El futuro va a consistir en ríos o estanques repoblados donde se pagará en función de lo que se pesque. Algo que ya está sucediendo en algunos países de nuestro entorno”.

Una actividad como esta genera un poder basado en la dualidad económica y social.

-“La pesca, si se cuidara, seria realmente un impulsor de zonas donde no existe otro tipo de industria. Aún recuerdo los tiempos en que en cualquier zona importante de pesca, como pudieron ser Riaño, Cornellana, Panes o León, los pescadores extranjeros, sobre todo franceses, eran una verdadera multitud. Ahora estamos integrados en Europa, y nuestros ríos aun conservan una pequeña parte del capital que tuvieron en tiempos, pero no el suficiente, al menos en lo que a salmónidos se refiere para alentar a viajeros europeos. Estos se decantan en este momento por el siluro y la carpa”.

Emilio Fernández es una de las firmas más reconocidas en el sector. Ha escrito más de mil artículos de prensa, libros sobre pesca y ha traducido otros tantos -alrededor de las dos docenas- y cuando se para a pensarlo no termina de creerlo, ya que cuando le propusieron por primera vez escribir sobre pesca, pensó, de forma bastante ingenua, que el tema no daba para tanto, pero la realidad ha sido diferente.
Todas sus experiencias le han llevado a un análisis de la idiosincrasia de la pesca con sus poderosos fundamentos.

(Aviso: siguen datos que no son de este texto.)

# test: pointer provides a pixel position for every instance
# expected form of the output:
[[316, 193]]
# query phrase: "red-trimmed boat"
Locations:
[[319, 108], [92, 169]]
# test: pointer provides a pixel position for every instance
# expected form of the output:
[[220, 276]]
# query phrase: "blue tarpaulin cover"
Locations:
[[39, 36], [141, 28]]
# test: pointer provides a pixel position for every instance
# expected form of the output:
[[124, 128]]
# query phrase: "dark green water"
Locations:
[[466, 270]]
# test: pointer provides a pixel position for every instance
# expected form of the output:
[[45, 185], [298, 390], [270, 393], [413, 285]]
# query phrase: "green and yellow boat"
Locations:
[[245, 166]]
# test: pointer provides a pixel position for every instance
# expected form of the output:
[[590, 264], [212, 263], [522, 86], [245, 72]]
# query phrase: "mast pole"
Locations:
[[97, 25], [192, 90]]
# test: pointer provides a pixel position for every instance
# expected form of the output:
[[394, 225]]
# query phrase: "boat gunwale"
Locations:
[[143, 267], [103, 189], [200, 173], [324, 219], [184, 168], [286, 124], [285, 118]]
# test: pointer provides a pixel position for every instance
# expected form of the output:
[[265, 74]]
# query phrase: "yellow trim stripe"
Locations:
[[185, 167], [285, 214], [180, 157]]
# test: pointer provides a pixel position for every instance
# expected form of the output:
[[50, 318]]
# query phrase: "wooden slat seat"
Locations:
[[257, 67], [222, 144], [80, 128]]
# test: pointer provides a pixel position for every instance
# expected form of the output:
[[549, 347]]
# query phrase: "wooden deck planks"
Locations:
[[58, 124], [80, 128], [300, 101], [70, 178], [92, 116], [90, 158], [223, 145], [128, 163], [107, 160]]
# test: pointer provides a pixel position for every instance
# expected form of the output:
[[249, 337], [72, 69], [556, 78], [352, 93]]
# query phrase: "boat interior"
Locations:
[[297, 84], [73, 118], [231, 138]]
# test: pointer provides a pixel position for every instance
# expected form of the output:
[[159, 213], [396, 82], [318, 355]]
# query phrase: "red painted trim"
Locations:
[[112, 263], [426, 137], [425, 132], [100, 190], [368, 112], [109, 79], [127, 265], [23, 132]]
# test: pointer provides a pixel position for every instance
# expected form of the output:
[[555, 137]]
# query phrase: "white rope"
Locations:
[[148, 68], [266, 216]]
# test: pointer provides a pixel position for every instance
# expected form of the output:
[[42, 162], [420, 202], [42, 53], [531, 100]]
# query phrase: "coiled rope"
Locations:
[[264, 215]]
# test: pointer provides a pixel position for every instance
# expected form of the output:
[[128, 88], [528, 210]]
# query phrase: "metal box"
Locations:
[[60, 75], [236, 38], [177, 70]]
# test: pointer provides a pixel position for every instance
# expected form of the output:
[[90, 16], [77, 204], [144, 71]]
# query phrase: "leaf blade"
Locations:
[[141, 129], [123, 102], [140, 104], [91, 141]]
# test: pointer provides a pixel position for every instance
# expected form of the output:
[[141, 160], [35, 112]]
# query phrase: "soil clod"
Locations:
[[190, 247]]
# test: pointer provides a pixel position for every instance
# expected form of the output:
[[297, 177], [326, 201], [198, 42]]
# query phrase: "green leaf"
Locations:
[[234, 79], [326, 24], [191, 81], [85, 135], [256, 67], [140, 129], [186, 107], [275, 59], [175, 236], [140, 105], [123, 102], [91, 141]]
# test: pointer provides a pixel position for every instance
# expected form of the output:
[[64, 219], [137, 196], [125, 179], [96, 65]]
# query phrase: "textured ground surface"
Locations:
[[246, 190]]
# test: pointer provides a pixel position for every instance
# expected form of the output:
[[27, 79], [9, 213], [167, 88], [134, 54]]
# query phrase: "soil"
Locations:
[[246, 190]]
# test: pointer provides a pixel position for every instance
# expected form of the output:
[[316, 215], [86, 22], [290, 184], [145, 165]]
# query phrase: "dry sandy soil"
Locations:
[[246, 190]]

-“La pesca, con independencia de una actividad de ocio, es un mundo aparte que siempre me ha interesado, leyendo bastante de lo que se ha escrito sobre ella y comparando impresiones con otros pescadores, tanto profesionales como deportivos. He conocido a algunos pescadores fuera de serie entre los que puedo citar a Charles Ritz, que prácticamente dedicó toda su vida a mejorar la pesca con mosca; al “Segal” un extraordinario pescador de la ribera del Segre; a Rafael “el sordo” de Torneros de la Valderia y a muchos otros cuyos nombres no puedo recordar.
Entre los profesionales, los dos o tres que aun quedaban en el río Miño hace bastantes años y los pescadores de mar de Cabo de Palos.
Se ha dicho que para que exista una buena amistad, debe establecerse una especie de comunidad de vicios y dos pescadores, cuando se encuentran, tácitamente reconocen sus intereses comunes estableciendo una relación difícil de realizar de cualquier otra forma.
Aparte de todo esto, el simple ejercicio de la pesca, me ha hecho descubrir amaneceres y atardeceres inolvidables al lado del río o en la orilla del mar y lugares insólitos de nuestra geografía que no hubiera tenido la oportunidad de conocer”.